ER Stress-Induced Activation of Akt Is Associated with the IRE1α and ATF6 Pathways of the UPR

We investigated the signaling pathways of the UPR responsible for the activation of the PI3K/Akt pathway in melanoma cells under ER stress by transfecting siRNA pools for IRE1α, ATF6, and PERK into Mel-RM and MM200 cells, respectively. Figure 5A shows that siRNA knockdown of each of these UPR transducers inhibited its expression by at least 70% and had no notable effects on the expression of the others. As shown in Figure 5B, the levels of activation of Akt induced by TM were reduced in cells transfected with the siRNA for IRE1α and, to a lesser extent, in cells transfected with the siRNA for ATF6. Notably, the basal levels of activation of Akt were also decreased in cells with IRE1α or ATF6 knocked down. Inhibition of PERK by siRNA did not have any notable effect on activation of Akt before and after treatment with TM.

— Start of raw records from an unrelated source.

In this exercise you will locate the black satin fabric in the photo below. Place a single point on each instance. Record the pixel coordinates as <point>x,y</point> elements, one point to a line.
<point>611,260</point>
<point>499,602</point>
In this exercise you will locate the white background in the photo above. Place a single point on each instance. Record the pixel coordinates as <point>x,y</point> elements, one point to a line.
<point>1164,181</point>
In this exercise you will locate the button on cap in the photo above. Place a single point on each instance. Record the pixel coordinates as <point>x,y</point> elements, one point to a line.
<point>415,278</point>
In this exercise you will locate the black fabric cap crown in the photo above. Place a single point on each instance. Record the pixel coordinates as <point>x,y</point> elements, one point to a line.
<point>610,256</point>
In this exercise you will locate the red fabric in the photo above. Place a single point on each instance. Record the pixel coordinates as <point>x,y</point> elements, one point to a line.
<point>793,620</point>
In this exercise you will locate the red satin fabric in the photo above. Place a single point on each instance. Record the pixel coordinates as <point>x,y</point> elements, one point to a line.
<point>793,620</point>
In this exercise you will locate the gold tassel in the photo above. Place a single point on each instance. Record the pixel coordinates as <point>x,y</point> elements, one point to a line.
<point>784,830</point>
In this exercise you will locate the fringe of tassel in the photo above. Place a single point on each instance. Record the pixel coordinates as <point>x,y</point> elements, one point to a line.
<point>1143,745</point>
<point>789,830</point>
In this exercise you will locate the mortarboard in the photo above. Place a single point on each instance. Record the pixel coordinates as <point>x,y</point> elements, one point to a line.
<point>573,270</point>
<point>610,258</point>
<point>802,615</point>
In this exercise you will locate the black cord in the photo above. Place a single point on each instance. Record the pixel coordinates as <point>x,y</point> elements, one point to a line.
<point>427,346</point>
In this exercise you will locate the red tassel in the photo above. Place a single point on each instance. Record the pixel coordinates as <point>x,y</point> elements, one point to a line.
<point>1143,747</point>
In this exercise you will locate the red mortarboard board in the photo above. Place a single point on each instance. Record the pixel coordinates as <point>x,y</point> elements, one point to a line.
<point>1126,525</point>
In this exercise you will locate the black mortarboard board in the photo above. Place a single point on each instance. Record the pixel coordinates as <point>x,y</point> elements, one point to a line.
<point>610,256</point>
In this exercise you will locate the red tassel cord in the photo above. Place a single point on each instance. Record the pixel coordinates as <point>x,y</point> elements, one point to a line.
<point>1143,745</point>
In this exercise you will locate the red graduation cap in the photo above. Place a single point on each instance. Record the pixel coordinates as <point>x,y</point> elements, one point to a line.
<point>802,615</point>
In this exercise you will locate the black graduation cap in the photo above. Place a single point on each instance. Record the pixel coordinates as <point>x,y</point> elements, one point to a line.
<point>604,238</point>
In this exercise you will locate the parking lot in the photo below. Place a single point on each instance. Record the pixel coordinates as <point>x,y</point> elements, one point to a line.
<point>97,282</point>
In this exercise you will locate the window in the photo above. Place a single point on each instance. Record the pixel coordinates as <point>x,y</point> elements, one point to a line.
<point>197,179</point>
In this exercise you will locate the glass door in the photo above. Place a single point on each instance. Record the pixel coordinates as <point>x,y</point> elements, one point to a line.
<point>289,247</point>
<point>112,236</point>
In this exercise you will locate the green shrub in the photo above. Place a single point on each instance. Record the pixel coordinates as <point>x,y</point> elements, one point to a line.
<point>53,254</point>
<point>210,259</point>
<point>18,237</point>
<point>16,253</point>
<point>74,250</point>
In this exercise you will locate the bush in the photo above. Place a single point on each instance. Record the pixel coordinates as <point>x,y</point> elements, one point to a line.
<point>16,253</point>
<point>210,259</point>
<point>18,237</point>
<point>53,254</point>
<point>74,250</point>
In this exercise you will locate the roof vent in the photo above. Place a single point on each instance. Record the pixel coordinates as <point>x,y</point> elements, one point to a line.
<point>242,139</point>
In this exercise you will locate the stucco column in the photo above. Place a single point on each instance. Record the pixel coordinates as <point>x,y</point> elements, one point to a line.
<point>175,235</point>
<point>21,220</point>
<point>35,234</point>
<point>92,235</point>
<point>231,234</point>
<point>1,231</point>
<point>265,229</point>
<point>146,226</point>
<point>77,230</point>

siRNA knockdown of IRE1α or ATF6 blocks activation of Akt by TM. (A) Mel-RM and MM200 cells were transfected with the control, IRE1α, ATF6, or PERK siRNA. Twenty-four hours later, whole cell lysates were subjected to Western blot analysis. (B) Mel-RM and MM200 cells were transfected with the control, IRE1α, ATF6, or PERK siRNA as shown in panel A. Twenty-four hours later, cells were treated with TM (3 µM) for 6 hours. Whole cell lysates were subjected to Western blot analysis. (C) Mel-RM (upper panel) and MM200 (lower panel) cells were transfected with the control, IRE1α, or ATF6 siRNA. Twenty-four hours later, cells were treated with TM (3 µM) for 6 hours followed by the addition of docetaxel (20 nM) or vincristine (50 ng/ml) for a further 48 hours. Apoptosis was measured by the propidium iodide method using flow cytometry. The data shown are either representative (A and B) or are the mean ± SE (C) of three individual experiments.

We studied if the basal activity of each arm of the UPR pathways plays a role in regulating sensitivity of melanoma cells to docetaxel and vincristine. As shown in Figure 5C, siRNA inhibition of IRE1α or ATF6 enhanced apoptosis induced by docetaxel and vincristine and reversed resistance to TM-induced apoptosis in Mel-RM and MM200 cells. As expected, induction of apoptosis by docetaxel or vincristine in melanoma cells pretreated with TM was also enhanced by siRNA knockdown of IRE1α or ATF6 (Figure 5C). Inhibition of PERK by siRNA did not result in any notable effect on apoptosis induced by TM, docetaxel, or vincristine alone and in the protection against docetaxel or vincristine by pretreatment with TM (data not shown).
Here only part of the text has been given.